In collaboration with Anita Photography, LesBeHeard is launching a campaign in hopes of spreading a message of love and acceptance. We want our queer family to know that, it’s okay. No matter who you are and want to be, it’s okay to just be. We hope that when anyone wears our merch, they will feel empowered, proud, and inspired. For others who see us donning our products, we want them to know that they are not alone.
With this project, we wish to encourage people to stand up, speak up and continue to be an inspiration for those around them. It’s our hope that this campaign becomes a voice of comfort and support for members of the community who need it most.
We have reached out to several queer individuals and invited them to model our merch, some of whom you might be familiar with! These diverse individuals often advocate for the queer community and understand the need for specific safe spaces to encourage a sense of belonging.
We’re kickstarting our campaign with Clydia, who brought us smiles and cheerfulness the moment she walked through the studio doors on an early Sunday morning. She was eager to share her story as a queer disabled person, and we were immediately captured by her passion and strength.
What’s your story? Could you share a little more about you and your senget journey?

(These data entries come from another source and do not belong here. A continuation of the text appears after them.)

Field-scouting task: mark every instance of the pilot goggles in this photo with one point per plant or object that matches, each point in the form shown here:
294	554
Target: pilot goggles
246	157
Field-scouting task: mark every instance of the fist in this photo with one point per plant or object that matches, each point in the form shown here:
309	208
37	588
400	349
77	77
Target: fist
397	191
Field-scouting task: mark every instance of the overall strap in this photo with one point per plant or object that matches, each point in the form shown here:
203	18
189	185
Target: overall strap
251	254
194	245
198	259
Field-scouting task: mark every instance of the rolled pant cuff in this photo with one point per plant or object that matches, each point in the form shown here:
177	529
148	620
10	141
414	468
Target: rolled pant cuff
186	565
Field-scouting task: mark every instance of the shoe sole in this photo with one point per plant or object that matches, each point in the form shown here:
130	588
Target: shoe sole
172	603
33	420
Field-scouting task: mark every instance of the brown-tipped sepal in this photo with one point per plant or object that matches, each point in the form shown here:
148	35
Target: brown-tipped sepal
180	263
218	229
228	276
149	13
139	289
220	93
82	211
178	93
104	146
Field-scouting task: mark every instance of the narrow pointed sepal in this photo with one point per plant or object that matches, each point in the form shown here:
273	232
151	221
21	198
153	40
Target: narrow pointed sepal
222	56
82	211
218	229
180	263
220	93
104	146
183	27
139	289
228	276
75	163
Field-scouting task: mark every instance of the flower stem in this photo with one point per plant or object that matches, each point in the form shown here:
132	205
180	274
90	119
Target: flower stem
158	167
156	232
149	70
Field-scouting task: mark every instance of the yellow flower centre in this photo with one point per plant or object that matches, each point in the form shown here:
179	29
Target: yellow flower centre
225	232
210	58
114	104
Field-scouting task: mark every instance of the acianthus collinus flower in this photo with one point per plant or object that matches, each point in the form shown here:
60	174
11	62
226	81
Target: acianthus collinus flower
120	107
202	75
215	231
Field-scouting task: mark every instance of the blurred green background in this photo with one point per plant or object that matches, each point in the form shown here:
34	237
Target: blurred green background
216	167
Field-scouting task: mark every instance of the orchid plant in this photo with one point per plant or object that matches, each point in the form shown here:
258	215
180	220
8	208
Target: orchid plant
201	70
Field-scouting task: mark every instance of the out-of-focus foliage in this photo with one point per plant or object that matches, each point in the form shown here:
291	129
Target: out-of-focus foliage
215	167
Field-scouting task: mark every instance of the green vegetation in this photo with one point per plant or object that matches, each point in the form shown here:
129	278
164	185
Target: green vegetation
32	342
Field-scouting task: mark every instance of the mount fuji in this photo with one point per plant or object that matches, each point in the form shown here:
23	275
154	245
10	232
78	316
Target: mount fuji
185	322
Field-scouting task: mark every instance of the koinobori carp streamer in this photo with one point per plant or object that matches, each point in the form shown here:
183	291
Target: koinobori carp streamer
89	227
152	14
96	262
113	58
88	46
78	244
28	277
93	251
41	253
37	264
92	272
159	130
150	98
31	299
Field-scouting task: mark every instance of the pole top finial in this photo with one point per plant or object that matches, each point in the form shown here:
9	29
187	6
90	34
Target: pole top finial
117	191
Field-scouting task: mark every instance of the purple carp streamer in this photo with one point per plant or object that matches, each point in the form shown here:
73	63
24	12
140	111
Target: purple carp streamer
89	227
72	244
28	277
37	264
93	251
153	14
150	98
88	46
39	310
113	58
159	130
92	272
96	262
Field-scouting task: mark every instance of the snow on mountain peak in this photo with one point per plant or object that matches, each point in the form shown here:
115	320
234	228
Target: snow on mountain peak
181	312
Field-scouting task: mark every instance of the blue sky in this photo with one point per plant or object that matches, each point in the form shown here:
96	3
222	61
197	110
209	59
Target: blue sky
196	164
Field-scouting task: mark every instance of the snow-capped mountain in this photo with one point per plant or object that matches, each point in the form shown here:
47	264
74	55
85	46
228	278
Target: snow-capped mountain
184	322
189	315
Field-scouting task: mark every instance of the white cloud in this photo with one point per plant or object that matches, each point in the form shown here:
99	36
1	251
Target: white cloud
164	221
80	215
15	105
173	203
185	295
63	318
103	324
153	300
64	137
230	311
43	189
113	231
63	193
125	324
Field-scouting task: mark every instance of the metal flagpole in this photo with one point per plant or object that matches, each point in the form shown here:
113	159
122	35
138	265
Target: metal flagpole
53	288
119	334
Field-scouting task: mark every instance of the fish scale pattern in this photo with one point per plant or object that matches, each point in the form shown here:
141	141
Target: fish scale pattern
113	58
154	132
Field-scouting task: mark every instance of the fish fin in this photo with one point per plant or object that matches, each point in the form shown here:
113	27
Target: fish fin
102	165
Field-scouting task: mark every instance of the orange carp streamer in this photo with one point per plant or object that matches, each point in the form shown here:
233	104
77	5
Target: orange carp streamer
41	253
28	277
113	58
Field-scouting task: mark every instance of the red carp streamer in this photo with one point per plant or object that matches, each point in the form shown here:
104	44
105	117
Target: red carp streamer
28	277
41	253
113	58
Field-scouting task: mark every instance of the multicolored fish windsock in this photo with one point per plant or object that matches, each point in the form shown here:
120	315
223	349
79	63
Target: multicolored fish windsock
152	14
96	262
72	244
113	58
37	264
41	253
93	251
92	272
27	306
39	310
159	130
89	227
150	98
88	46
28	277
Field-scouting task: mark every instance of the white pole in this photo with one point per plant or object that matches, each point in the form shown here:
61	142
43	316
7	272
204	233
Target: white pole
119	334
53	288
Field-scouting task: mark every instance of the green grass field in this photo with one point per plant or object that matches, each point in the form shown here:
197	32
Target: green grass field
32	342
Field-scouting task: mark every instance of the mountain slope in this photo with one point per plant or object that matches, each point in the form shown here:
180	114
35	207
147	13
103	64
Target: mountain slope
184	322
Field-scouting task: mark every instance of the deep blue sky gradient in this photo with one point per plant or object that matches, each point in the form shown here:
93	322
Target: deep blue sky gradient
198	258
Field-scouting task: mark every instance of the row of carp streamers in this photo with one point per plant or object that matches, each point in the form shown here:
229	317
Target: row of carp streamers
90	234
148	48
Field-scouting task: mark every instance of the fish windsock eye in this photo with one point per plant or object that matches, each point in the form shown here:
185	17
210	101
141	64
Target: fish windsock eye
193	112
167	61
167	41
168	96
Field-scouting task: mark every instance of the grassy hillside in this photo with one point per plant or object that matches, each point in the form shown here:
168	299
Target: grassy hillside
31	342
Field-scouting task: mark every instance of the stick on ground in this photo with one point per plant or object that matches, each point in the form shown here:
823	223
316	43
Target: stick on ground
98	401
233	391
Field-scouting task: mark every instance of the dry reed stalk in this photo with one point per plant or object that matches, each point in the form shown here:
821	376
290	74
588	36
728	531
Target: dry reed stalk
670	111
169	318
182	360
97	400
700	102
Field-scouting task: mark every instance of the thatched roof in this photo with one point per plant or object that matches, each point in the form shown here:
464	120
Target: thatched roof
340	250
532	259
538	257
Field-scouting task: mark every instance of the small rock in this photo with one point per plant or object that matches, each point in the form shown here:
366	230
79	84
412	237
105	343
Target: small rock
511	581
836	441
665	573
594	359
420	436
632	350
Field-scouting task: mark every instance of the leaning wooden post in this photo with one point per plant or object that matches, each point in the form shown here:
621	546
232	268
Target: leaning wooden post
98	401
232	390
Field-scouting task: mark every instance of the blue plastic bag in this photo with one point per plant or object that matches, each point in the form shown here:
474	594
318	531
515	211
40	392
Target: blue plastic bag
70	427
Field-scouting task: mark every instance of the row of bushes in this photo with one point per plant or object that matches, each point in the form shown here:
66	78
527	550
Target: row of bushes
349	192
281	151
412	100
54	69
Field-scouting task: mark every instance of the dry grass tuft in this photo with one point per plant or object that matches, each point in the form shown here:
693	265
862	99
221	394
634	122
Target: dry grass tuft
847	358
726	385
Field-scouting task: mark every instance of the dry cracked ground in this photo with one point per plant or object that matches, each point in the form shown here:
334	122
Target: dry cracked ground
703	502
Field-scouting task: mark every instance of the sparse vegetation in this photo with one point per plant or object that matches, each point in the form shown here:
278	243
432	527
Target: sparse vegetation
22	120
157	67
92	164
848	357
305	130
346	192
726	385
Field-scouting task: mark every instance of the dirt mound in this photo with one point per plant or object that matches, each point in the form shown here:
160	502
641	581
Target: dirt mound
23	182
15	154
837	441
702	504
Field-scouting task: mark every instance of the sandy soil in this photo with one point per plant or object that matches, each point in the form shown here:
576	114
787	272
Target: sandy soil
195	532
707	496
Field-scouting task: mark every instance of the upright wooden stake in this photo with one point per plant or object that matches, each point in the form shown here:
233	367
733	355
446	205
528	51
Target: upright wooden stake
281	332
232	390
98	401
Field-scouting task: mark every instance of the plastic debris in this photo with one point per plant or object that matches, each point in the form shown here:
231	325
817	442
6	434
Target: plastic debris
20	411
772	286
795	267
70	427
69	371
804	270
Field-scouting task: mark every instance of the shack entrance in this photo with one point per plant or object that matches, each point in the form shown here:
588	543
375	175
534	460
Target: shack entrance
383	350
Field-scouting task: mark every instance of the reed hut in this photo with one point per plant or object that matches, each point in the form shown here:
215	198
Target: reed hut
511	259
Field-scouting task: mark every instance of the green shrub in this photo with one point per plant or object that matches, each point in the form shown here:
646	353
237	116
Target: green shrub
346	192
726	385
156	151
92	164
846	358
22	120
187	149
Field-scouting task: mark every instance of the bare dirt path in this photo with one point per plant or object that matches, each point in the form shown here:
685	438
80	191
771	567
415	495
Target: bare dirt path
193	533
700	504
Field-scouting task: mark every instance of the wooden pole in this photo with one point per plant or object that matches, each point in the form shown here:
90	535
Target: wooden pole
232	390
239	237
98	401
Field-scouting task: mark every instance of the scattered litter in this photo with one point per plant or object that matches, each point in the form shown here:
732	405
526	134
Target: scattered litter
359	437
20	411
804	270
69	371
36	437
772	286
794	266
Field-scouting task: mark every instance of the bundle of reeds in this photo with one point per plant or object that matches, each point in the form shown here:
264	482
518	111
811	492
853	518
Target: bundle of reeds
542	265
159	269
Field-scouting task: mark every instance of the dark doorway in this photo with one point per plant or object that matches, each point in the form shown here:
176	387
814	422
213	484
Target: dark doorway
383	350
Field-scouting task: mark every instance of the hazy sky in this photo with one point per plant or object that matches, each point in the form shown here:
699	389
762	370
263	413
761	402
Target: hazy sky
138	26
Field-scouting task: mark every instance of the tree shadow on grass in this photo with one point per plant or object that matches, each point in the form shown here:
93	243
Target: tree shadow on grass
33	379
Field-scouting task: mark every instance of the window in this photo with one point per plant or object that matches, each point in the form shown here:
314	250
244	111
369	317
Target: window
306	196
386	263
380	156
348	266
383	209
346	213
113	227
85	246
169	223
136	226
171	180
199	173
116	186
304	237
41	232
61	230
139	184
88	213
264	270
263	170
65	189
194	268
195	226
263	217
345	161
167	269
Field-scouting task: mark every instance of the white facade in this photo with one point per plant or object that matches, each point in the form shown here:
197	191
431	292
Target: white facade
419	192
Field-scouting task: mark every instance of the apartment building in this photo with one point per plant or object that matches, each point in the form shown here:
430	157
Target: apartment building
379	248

My name is Clydia, and I identify as queer pansexual as well as a person with hearing loss. I’ve bilateral hearing loss and I’m wearing a Cochlear Implant on my left with a right hearing aid.
Growing up, I didn’t really feel accepted, I felt like an outcast, and I didn’t really have many friends. My medical condition also affected my appearance so that didn’t make things easier and I felt very alone. I’m very lucky now to have a support system that I’ve found and they’ve been a huge support to me.
I never used to feel like I could relate to anybody else because there were no media representation in the earlier days. It was hard trying to talk about this to my parents because they’re quite traditional. When I first came out, it wasn’t like an “oh, I love you,” the incident was closer to the negative stories that you’d hear in the community. My story isn’t very different, my parents don’t really accept me for who I am.
But in a way, I wasn’t “normal” from birth. I have hearing loss, I have asthma, I have eczema, and a whole bunch of other things. It’s quite ironic that I don’t have their full acceptance. Even though I have hearing loss, I was put through the mainstream because in my parents’ world, spoken language is superior to sign language. They were worried that if I learnt sign language, I wouldn’t be able to express myself well and survive in the society.
It took a lot of self-exploration and being in safe spaces for me to reach where I am today. I’m really proud of myself, and how far I’ve come despite my parents’ response. I’m a lot happier than I used to be, and at least I’ve the heart to say that I’m authentic.
I know a lot of disabled individuals don’t feel connected to who they are and their disabilities, but I think that’s okay. I came here today because representation matters, you’ll never know how much your story brings solace to someone. So, I’m hoping that if you’re having a hard time now, know that it’s okay because things will get better.
Please complete the sentence: It’s okay to be… And what’s something you would tell queer people who are still struggling with their identity?
It’s okay to be weird, and it’s okay to be an outcast in whatever phases you’re in now. It’s okay to feel left out, but know that it’s not permanent. You will find your tribe who will love you for who you are. Always remember that the right people will love you for who you are. Whether you’re trans, lesbian, pansexual or have any disabilities, the right people will always accept you. Until then, just keep trying and just keep going!
"I came here today because representation matters, you'll never know how much your story brings solace to someone."